Tout au long du projet, Vald démontre toute son habile verve, sa palette de flows, ses qualités techniques sans jamais donner l’impression de proposer un fouillis de rap ou de tourner en rond. Il synthétise ce qu’il sait faire de mieux, c’est-à-dire rapper, tout en élargissant le spectre de ses possibilités, comme en témoigne des pistes comme « Ma Star », sorte d’OVNI chanté, ou « No Friends », track mélancolique sur une prod’ lo-fi. Là ou j’avais trouvé XEU redondant, long et monotone, j’ai apprécié Ce Monde cruel comme un album divers, très complet, d’un excellent rappeur exploitant pleinement son potentiel. Des morceaux comme « Poches Pleines » ont été une réelle claque, pour la diversité des flows utilisés, « Ignorants », pour la violence du rythme et l’agressivité de la voix de Vald, ou « Royal bacon » pour l’amer douceur de son message et de la production. Vald jongle entre agressivité, douceur, ego trip et critique de la société, des prods trap, lo-fi ou plus old school pour un résultat extrêmement cohérent et qualitatif. J’estime que Vald a réussi à canaliser sa « folie artistique », qu’on avait vu sur la série des NQNT ou Agartha pour rendre un projet moins expérimental mais tout aussi riche.
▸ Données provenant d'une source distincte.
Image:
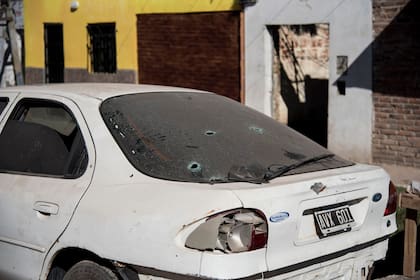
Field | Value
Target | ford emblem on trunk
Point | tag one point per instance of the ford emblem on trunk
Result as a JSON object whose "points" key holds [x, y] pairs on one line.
{"points": [[318, 187], [376, 197]]}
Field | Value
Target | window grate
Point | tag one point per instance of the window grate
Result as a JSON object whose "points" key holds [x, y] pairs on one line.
{"points": [[102, 47]]}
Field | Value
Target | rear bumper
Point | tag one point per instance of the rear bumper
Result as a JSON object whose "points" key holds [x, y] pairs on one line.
{"points": [[351, 263]]}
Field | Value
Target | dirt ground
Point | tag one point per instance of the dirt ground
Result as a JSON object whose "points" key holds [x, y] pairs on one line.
{"points": [[392, 266]]}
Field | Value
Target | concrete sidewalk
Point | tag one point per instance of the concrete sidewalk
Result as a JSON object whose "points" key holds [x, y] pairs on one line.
{"points": [[400, 277]]}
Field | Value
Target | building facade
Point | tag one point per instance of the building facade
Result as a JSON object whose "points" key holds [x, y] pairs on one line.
{"points": [[343, 72], [366, 98], [182, 43]]}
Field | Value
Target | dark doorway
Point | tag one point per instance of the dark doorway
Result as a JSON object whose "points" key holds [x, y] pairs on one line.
{"points": [[54, 53], [300, 78]]}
Cette richesse est aussi dû à la qualité de la production. Il est impossible d’écrire sur cet album sans saluer la prestation de Seezy comme beatmaker et producteur sur la majorité des morceaux. Il arrive à trouver des sonorités diverses et riches, en se rapprochant de ce qui se fait dans le game américain, sans travestir le rap de Vald. L’alliance des deux, commençait maintenant depuis Agartha, donne un résultat terriblement efficace, qui laisse peu de places à un meilleur duo rappeur/producteur dans le paysage du rap français. Seezy vient donc consacrer le rap de Vald, avec des productions souvent très agréables, modernes et très efficaces
Enfin, le choix des feats, mis à part la classique présence de Suikon Blaz AD l’acolyte de Vald, a pu en surprendre plus d’un. A la vue de la présence de SCH sur deux morceaux (« Halloween » pour le refrain et « Dernier retrait »), j’étais intrigué et le mariage des deux univers m’a fasciné. Le S vient gratifier ces deux morceaux d’une touche différente, avec son flow et son rap si particuliers. Le morceau avec Maes « ASB » (comprendre Aulnay-sous-Bois), banger total, m’a marqué par la violence du rythme et des voix des deux rappeurs. Que ce soit pour les choix artistiques, les feats, les productions et les discours, Vald et son équipe ont élaboré un album surprenant, riche et divers qui marquera l’année 2019.